Purely Functional GPU Programming with Futhark
We present the pure functional array language, Futhark, along with its optimising GPU-targeting compiler. Of particular focus are the language tradeoffs necessary to ensure the ability to efficiently generate high-performance GPU code from a high-level parallel language. We also demonstrate (nested) data-parallel array programming, a programming paradigm that enables concise programming of massively parallel systems. We show how Futhark code can be easily integrated with larger applications written in other language. Finally, we report benchmarks showing that Futhark is able to match the performance of hand-written code on various published benchmarks.

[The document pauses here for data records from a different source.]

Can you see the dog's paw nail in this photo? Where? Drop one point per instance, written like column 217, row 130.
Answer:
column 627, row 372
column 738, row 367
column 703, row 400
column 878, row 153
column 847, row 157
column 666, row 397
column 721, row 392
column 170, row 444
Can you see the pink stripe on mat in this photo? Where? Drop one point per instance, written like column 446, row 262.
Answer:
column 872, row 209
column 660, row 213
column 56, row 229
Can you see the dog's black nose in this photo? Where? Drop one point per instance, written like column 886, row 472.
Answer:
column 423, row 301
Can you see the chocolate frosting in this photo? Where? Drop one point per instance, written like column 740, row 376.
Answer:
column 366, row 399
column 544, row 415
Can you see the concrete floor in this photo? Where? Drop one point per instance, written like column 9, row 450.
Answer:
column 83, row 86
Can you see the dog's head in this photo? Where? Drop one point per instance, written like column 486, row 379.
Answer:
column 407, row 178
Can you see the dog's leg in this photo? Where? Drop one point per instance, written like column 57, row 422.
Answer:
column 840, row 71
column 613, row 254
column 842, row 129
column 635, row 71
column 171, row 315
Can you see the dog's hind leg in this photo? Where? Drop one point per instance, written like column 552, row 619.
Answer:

GPUs and other massively parallel systems are now common, yet programming them is often a painful experience. Languages are often low-level and fragile, with careful hand-optimisation necessary to obtain good performance. The programmer is often forced to write highly coupled code with little modularity. The high-level languages that exist, often functional in nature, are often insufficiently flexible, or poor performes in practice. We present our work on a programming language that seeks a common ground between imperative and functional approaches.
Futhark is a small programming language designed to be compiled to efficient GPU code. It is a statically typed, data-parallel, and purely functional array language, and comes with a heavily optimising ahead-of-time compiler that generates GPU code via OpenCL. Futhark is not designed for graphics programming, but instead uses the compute power of the GPU to accelerate data-parallel array computations. We support regular nested data-parallelism, as well as a form of imperative-style in-place modification of arrays, while still preserving the purity of the language via the use of a uniqueness type system.
The Futhark language and compiler is an ongoing research project. It can compile nontrivial programs which then run on real GPUs at high speed. The Futhark compiler employs a set of optimisations (fusion, flattening, distribution, tiling, etc) to shield the programmer from having to know the details of the underlying hardware. The Futhark language itself is still very spartan - due to the basic design criteria requiring the ability to generate high-performance GPU code, it takes more effort to support language features that are common in languages with more forgiving compilation targets. Nevertheless, Futhark can already be used for nontrivial programs, and has been used to port several real-world benchmark applications, with performance comparable to original hand-written GPU (OpenCL or CUDA) code.
Futhark is not intended to replace existing general-purpose languages. Our intended use case is that Futhark is only used for relatively small but compute-intensive parts of an application. The Futhark compiler generates code that can be easily integrated with non-Futhark code. For example, you can compile a Futhark program to a Python module that internally uses PyOpenCL to execute code on the GPU, yet looks like an ordinary Python module from the outside.